Yasmina Reza @ Clube de Leituras
  Conhecia esta autora apenas através do filme O Deus da Carnificina. No início das férias, comentava livros e autores com o meu irmão e apercebemo-nos que, embora os tivéssemos confundido inicialmente, estávamos a falar de autores diferentes. Enquanto ele falava de Yasmina Reza, eu falava de Yasmina Khadra e a conversa terminou com conselhos de leituras cruzadas. Poucos dias depois, quando visitava a Livraria de Santiago, em Óbidos, encontrei este livro que comprei e comecei a ler de seguida.
    O início do livro lembrou-me muito o livro Mrs. Dalloway, de Virginia Woolf. Se em Mrs. Dalloway a ação decorre integralmente num dia, e à volta da preparação da festa que ocupa quase obsessivamente o pensamento de Clarissa Dalloway, também a primeira parte deste livro é ocupado com a preparação da festa da primavera, em casa de Elisabeth e Pierre, que nunca tinham feito nada do género, nem festa, nem convívio, muito menos de primavera. O que tinha começado por um pequeno jantar de amigos foi-se alargando a cerca de 40 pessoas.
    «Arrependi-me na hora. Naquela noite não preguei olho. Onde iria sentar aquela gente? Tínhamos sete cadeiras contando com o cadeirão marroquino. (...) Quanto aos copos...Durante a noite levantei-me para ir contar quantos copos tínhamos. Trinta e cinco mais ou menos díspares. Mais seis copos de champanhe de outro armário».

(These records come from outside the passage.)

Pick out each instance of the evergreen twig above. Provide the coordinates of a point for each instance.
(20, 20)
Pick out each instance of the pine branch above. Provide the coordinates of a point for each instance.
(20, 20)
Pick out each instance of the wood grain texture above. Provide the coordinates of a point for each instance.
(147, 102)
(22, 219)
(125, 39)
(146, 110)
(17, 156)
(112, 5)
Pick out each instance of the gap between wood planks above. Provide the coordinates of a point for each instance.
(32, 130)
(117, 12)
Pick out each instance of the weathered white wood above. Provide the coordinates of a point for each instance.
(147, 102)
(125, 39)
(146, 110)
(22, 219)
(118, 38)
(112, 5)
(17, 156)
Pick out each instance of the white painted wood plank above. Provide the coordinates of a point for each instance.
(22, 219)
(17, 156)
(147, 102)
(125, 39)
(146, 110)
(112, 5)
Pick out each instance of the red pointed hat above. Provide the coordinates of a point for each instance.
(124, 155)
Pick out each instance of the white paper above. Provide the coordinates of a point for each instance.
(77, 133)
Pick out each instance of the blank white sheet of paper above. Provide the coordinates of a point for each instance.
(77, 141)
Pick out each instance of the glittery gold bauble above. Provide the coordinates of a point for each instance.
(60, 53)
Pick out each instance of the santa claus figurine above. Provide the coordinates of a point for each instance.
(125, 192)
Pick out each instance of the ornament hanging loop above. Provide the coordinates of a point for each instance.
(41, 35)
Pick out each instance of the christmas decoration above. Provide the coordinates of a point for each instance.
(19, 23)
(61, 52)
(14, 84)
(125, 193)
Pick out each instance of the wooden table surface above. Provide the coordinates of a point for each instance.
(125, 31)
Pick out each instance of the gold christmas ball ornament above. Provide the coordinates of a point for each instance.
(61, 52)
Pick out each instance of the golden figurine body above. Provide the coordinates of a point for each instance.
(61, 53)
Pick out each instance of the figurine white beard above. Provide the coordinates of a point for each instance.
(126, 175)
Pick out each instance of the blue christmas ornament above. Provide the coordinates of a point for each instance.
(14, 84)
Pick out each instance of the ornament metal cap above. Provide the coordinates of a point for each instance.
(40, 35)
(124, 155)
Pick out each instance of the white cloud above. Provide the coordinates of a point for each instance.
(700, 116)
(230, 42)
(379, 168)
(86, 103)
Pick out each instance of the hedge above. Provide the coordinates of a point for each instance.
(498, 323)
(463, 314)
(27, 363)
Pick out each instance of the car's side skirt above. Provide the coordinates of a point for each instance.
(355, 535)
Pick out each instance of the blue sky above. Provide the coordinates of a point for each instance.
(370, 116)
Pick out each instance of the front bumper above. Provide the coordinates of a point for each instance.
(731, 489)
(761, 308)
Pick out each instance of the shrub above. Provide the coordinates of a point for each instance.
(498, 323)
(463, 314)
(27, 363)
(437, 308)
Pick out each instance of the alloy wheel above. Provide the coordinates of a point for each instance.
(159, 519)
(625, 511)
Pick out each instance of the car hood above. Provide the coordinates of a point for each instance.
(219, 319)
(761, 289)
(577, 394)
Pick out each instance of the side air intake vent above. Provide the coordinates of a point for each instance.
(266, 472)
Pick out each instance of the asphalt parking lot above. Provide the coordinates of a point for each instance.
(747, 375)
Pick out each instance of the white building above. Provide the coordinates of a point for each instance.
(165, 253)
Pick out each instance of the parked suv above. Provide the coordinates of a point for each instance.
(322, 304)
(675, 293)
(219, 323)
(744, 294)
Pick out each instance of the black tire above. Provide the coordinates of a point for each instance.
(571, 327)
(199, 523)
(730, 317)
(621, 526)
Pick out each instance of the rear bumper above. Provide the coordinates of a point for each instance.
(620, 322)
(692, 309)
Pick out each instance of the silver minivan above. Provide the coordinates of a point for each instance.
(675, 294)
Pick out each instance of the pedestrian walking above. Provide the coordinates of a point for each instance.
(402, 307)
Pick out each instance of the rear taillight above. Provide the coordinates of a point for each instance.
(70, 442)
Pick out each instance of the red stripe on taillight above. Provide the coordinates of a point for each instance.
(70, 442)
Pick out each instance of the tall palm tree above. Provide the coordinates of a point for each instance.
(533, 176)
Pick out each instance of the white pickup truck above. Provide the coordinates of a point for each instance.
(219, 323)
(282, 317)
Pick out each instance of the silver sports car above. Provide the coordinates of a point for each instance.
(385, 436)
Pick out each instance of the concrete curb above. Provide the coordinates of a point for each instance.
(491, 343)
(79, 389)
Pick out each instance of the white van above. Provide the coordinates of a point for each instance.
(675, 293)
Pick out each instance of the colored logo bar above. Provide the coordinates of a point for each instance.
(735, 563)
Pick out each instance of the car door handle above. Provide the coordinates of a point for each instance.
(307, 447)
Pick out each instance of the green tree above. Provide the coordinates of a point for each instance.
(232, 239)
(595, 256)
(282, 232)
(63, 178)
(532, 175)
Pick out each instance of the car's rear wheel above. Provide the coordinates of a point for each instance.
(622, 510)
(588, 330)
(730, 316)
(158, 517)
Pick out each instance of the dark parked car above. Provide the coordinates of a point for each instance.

     O mais fascinante, contudo, é a fluência do pensamento da narradora,  Elisabeth, que vai passando de uma ideia a outra, desde a recente morte da mãe, aos vizinhos, a recordações da infância, ao receio quanto ao envelhecimento:

   «A mulher tem de ser jovial. Contrariamente ao homem, que pode entregar-se ao desânimo e à melancolia. A partir de uma certa idade, a mulher está condenada ao bom humor. Quando ficas de trombas aos vinte anos és sexy, aos sessenta és uma chata.»

   A passagem  do tempo é igualmente um tema quase obsessivamente presente:

  «Tu também avanças na idade como todos aqueles que conheces, e senti que fazia parte de uma multidão errante, de mãos dadas, avançando na idade para o desconhecido.»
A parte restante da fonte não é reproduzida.